The administration's predicament in the case of the banks' sites reflected "the newness of the cyberdomain and the uncertainty of how others will react to U.S. action," a former defense official said.
Officials also considered delivering a diplomatic demarche to Tehran through back channels, but rejected that option out of fears that it, too, could prompt the adversary to ramp up attacks.
In the fall, with the assault continuing, the White House decided on a different kind of response. In a move part diplomatic and part technical, officials appealed for help to 120 nations, asking them to sever the traffic locally and remove the malicious computer code from servers around the world being used as springboards for the attacks.
"The pitch," said Chris Painter, the State Department's coordinator for cyberissues, "was, 'We're making a request of you, and we would really like your help. You have just as much of an interest in taking action, because these are compromised machines. Please do what you can to mitigate this threat.' "

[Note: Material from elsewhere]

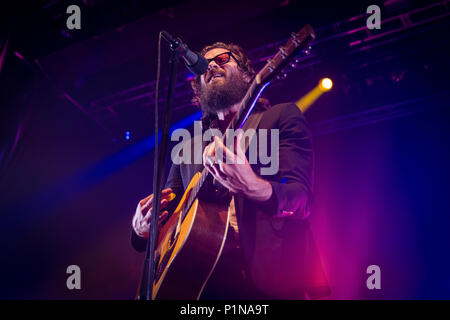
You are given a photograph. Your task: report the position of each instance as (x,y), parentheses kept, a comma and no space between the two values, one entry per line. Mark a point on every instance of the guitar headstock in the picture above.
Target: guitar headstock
(299,41)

As the State Department raised the issue with its counterparts around the world, Department of Homeland Security cybertechnicians contacted their counterparts. Officials in those countries took various actions, depending on their laws and technical capabilities, recalled Larry Zelvin, director of Homeland Security's National Cybersecurity and Communications Integration Center.
Armed with Internet protocol addresses, date and time stamps of malicious activity and computer port numbers, for instance, those nations' computer emergency response teams, or CERTs, could "sinkhole" the malicious traffic in what were effectively cyber-black holes. They could also patch their systems to close vulnerabilities, so the hackers could not control the computer.
That "CERT-to-CERT, geek-to-geek relationship" was helpful, Mr. Zelvin said, because it is the techies who can take the data to de-fang the botnets. He added that the approach is being used to address other cyberthreats globally.
Officials said the approach worked to a degree: The barrage of traffic eased, at least partly. At the same time, the approach did not eliminate the traffic entirely and did nothing, some say, to ensure that the attacker would not try again.
"What was the sanction?" asked a second former defense official, who favored a more aggressive response. "The effort didn't hinder the adversary's objectives in the least."
Mr. Painter conceded that the multination mobilization was not "a complete silver bullet." But he said it "certainly was very helpful in building that cooperative framework, and many countries were able to help." It was, he said, "a confidence-building measure."
By the start of 2013, the administration had concluded that the denial-of-service attacks were "not even close" to hitting the threshold that would trigger a U.S. cyber-response in foreign networks, one military official said. "Iran," the official said, "is not dumb. When you cross that threshold, you're going to have to expect something to come at you very hard."
In the end, it was the adversary who eventually decided in the spring of 2013 to curtail the assaults, part of what analysts say was a general curbing of provocative behavior in a period in which Iran was involved in nuclear talks with the West and gearing up for presidential elections.
"It was the progress in the nuclear talks ... and promises of changes in sanctions that changed Iran's behavior," said James A. Lewis, a senior fellow at the Center for Strategic and International Studies.
It was never clear whether Iran wanted to send a message or do actual harm, intelligence officials say. But they knew that Iran had the potential to do harm.
"It was clear that if they had chosen at various moments to aim all their capabilities down a narrow pipe, they would have succeeded in bringing the networks down," the second former official said.